Subir de nuevo a la habitación, en eso es en lo único que piensa el Presidente. En ella aguardan el tablero de ajedrez y las piezas blancas y negras que se han dispuesto unas frente a otras, desperdigadas en un equilibrio metaestable, ansiosas por comenzar la batalla.
Este jugador tiene la exigua ventaja de jugar con blancas, y solo cuando el Coordinador de este juego se lo ha indicado, ha adelantado uno de los peones.
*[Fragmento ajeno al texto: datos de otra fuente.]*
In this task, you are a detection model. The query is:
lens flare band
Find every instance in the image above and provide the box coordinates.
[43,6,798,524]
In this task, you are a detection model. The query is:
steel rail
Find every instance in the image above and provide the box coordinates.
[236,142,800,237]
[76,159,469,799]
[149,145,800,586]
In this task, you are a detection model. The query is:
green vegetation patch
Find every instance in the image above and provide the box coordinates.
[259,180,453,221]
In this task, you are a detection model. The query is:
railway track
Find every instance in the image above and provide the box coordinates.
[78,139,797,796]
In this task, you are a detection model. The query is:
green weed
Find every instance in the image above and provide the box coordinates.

Y ha esperado.
Ya esperó en otras partidas, con fortuna aguantó hasta el final sin hacer nada; con la complacencia de malos árbitros y malos jugadores firmó muchas tablas y las hizo pasar como victorias. Eran, por lo que se ve, otros tiempos...
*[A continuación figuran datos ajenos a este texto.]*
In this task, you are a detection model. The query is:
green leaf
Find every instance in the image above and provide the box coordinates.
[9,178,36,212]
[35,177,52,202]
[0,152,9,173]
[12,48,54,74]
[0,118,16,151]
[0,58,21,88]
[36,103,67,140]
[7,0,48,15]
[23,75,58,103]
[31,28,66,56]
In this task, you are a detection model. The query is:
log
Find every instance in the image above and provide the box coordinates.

Sobre esta partida el Presidente ha escuchado mucho, y cuenta con otra ventaja, sabe que van a intentar vencerle con el jaque mate del loco o con el mate del pastor, pues su rival no conoce otros.
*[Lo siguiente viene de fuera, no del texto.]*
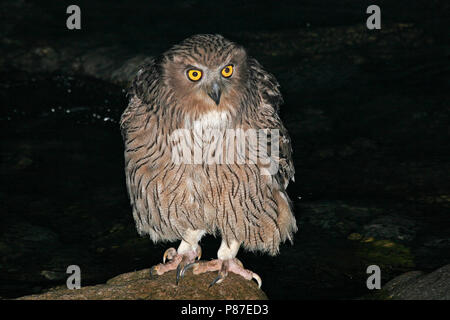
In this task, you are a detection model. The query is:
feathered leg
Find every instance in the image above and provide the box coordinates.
[150,229,205,284]
[191,241,262,288]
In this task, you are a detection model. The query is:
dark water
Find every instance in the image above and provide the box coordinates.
[0,1,450,299]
Sin esperarlo, a bote pronto, han movido las fichas. Lo esperado, un avance del peón y de la Dama amenazan a su Rey. La defensa es fácil, solo hay que hacer algún sacrificio, mover las piezas y anular el ataque.
El Presidente permanece inane, aguarda a que algún soplo de viento derrumbe el ataque y firmen tablas. Eso se dice.
Alguien que lo conoce bien lo observa, y sabe qué es lo que ocurre. No sabe defender, no sabe lo que es el jaque del pastor, ni siquiera sabe jugar al ajedrez. Ni quiere.
Espera, eso sí, a que ese soplo de viento que esperan las piezas blancas para ser salvadas lo lleve a él a otro lugar. Pero tampoco sabe si acaso eso es lo que desea.